Constitutional AI (CAI), introduced by Bai et al. (2022) at Anthropic, is a training methodology that aligns language models to be helpful and harmless using a set of explicit principles (a “constitution”) combined with AI-generated feedback. The key innovation is replacing human harmlessness labels with Reinforcement Learning from AI Feedback (RLAIF), where the model critiques and revises its own outputs according to constitutional principles. This eliminates the need for human annotators to evaluate harmful content while producing models that are both safer and more transparent in their refusals.

The Constitution

The constitution is a curated set of normative principles that define acceptable model behavior.
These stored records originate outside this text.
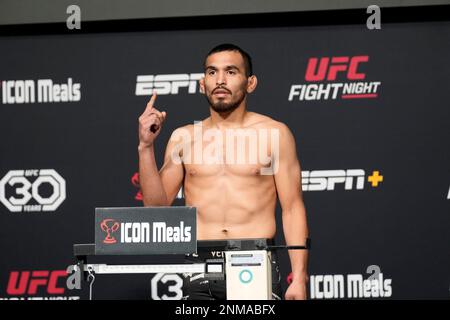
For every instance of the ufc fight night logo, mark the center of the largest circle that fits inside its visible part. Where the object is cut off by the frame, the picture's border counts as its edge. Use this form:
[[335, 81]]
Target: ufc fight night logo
[[37, 285], [32, 190], [335, 78], [167, 83]]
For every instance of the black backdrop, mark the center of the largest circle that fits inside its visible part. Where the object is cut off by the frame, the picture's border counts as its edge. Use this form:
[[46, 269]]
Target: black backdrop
[[401, 225]]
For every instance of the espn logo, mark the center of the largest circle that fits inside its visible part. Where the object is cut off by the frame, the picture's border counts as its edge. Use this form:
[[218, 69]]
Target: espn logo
[[167, 83]]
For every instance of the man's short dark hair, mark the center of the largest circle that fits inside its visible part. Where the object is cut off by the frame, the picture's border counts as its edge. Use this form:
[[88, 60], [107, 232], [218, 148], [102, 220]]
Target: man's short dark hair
[[232, 47]]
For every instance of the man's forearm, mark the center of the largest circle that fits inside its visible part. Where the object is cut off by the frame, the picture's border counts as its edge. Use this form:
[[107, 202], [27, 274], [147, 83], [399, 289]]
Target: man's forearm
[[153, 193], [296, 232]]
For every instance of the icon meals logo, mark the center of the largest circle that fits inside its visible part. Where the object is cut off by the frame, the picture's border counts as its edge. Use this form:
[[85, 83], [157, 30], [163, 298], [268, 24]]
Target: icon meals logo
[[41, 91], [322, 80], [144, 232], [109, 226]]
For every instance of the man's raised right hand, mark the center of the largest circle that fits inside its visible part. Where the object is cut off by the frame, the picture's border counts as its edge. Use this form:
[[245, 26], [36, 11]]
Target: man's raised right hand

These principles are drawn from diverse sources:

  • The Universal Declaration of Human Rights
  • Apple's Terms of Service (as an example of corporate guidelines)
  • Principles emphasizing helpfulness, honesty, and harmlessness (HHH)
  • Custom research-specific guidelines

Each principle provides an explicit, human-readable rule such as: “Choose the response that is least likely to be used for illegal or harmful activities” or “Choose the response that most supports the autonomy and freedom of the user.”

The constitution makes the alignment criteria transparent and auditable, unlike RLHF where human preferences are opaque and potentially inconsistent.
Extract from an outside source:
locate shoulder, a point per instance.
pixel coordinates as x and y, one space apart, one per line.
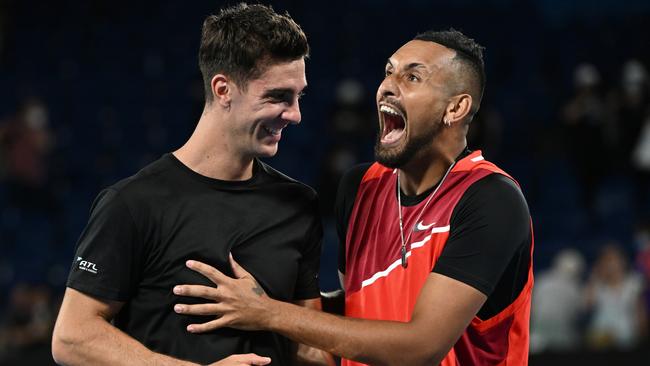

Phase 1: Supervised Critique-Revise Learning

The first training phase generates improved data through an iterative self-critique loop:

  1. Generate: The model produces a response to a potentially harmful prompt (using a helpful-only model that has not been trained for harmlessness).
  2. Critique: The same model is asked to critique its response according to a randomly sampled constitutional principle: “Identify specific ways in which the response is harmful, unethical, or dangerous.”
  3. Revise: The model generates an improved response incorporating the critique: “Please rewrite the response to remove harmful content.”
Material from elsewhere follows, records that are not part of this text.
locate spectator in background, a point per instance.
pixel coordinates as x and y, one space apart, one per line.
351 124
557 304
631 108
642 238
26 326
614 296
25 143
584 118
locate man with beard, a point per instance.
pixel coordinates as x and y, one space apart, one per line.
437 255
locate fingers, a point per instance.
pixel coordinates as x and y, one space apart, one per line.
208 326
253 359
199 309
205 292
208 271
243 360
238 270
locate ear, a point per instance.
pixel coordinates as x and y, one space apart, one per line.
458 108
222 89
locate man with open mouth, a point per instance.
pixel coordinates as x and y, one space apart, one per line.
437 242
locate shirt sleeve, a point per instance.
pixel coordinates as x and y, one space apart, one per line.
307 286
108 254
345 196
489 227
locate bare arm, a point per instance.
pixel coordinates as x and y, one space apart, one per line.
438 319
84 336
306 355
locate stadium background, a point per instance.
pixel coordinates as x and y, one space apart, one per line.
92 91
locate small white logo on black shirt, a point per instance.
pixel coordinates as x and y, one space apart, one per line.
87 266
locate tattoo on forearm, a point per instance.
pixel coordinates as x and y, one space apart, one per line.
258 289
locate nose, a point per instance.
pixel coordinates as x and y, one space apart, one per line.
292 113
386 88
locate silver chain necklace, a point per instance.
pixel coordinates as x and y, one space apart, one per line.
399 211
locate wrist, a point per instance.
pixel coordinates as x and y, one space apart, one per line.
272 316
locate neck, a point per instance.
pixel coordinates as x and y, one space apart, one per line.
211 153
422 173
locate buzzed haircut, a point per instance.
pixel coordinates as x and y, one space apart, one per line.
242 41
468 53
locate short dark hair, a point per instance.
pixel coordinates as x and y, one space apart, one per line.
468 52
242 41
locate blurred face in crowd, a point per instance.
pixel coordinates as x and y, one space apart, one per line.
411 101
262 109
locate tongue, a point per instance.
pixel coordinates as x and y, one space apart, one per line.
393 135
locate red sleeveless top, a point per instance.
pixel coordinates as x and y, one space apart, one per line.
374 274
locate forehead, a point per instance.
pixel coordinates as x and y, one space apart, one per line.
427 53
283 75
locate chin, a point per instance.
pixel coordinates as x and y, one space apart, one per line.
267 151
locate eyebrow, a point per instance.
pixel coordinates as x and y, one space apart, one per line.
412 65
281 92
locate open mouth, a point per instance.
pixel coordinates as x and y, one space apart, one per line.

This critique-revise loop can be repeated multiple times, with different principles sampled each iteration. The final revised responses, paired with the original prompts, form a supervised fine-tuning dataset. The model is then fine-tuned on these (prompt, revised-response) pairs.

# Simplified Constitutional AI critique-revise loop
def constitutional_critique_revise(model, prompt, constitution, n_revisions=3):
    response = model.generate(prompt)
 
    for i in range(n_revisions):
        principle = random.choice(constitution)
        # Critique step
        critique = model.generate(
            f"Given the principle: '{principle}'
"
            f"Critique this response: {response}"
        )
        # Revise step
        response = model.generate(
            f"Based on this critique: {critique}
"
            f"Revise the response to better align with: '{principle}'
"
            f"Original response: {response}"
        )
    return response

Phase 2: RLAIF Training

The second phase uses reinforcement learning, but replaces human preference labels with AI-generated ones:

  1. Generate comparison pairs: For each prompt, produce two candidate responses from the supervised model.
  2. AI preference labeling: Ask the model to evaluate which response better aligns with constitutional principles. The model sees the principle and both responses, then selects the preferred one.
  3. Train reward model: Use the AI-labeled preference data to train a reward model, exactly as in standard RLHF.
  4. RL fine-tuning: Optimize the policy model against the AI-trained reward model using PPO (Proximal Policy Optimization).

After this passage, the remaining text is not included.